ちょ、ちょっと。シモンさんも凄い美人だけど、この娘も何でこんなに凄いの!?
美香が初めて目にするエルフの少女は、まるで妖精の如き透き通った美しさを漂わせていた。その華奢で慎ましやかな肢体は生々しい意味での肉質とは無縁で、ガラス人形の様な幻想的な輝きを放っている。黄金色の髪が周囲を飾るその眉目は、絶世とも言えるシモンと甲乙つけがたいほど秀麗で、しかも美香やレティシアと同世代の様に見えながらまるで湧き水の如き清らかさを漂わせ、何らやましい事がないのにも関わらず美香は思わず自分に引け目を感じてしまう。それでありながら彼女からは、無理矢理花を咲かせられたかのような背徳的な艶が垣間見え、見る者に対して、ガラス人形を壊したくなる様な黒い誘惑を振り撒いていた。

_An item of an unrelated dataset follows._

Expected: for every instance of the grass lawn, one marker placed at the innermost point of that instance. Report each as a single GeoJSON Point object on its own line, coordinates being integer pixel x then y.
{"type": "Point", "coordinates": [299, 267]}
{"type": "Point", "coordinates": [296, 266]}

「ちょ、ちょっと先輩。シモンさんと言い、セレーネさんと言い、あんな凄い美人を何処で引っかけたんですか?」
「引っかけただなんて、人聞きの悪い。どちらも成り行きで命を助けただけだ」
手で衝立を立てて小声で尋ねる美香に対し、柊也が心外な顔つきで答える。二人の会話を小耳に挟んだゲルダが美香の体を眺め、舌なめずりをしながら答えた。
「安心おし、ミカ。あそこまで透き通っていると、眩しすぎて食指が立たん。アンタくらいの生々しさが、アタシには一番だね」
「そんな評価、しなくていいから!」
「私も、あなたの体の方が好きよ、ミカ」
「ちょっ!?」
耳元でレティシアに囁かれ、美香が顔を真っ赤にして飛び上がる。絶えず揺れるボクサーの中で動き回る美香達を諫めるかのように、柊也が宣言した。
「とりあえず情報交換も終わったし、皆大人しく座っていてくれ。中央軍は撒いたが、追い付かれないようもっと距離を稼いでおきたい。日が落ちるまで、このままヴェルツブルグへと進もう」
ハーデンブルグを発ってすでに2時間が経過し、中央軍はすでに影も形も見えない。ボクサーは早くもライツハウゼンを通過し、ヴェルツブルグに向かって南へと転進しつつあった。
空白の2年半を一通り語り終えた柊也が、美香側の状況を尋ねる。柊也の質問に美香が口を開く前に、オズワルドが話し始めた。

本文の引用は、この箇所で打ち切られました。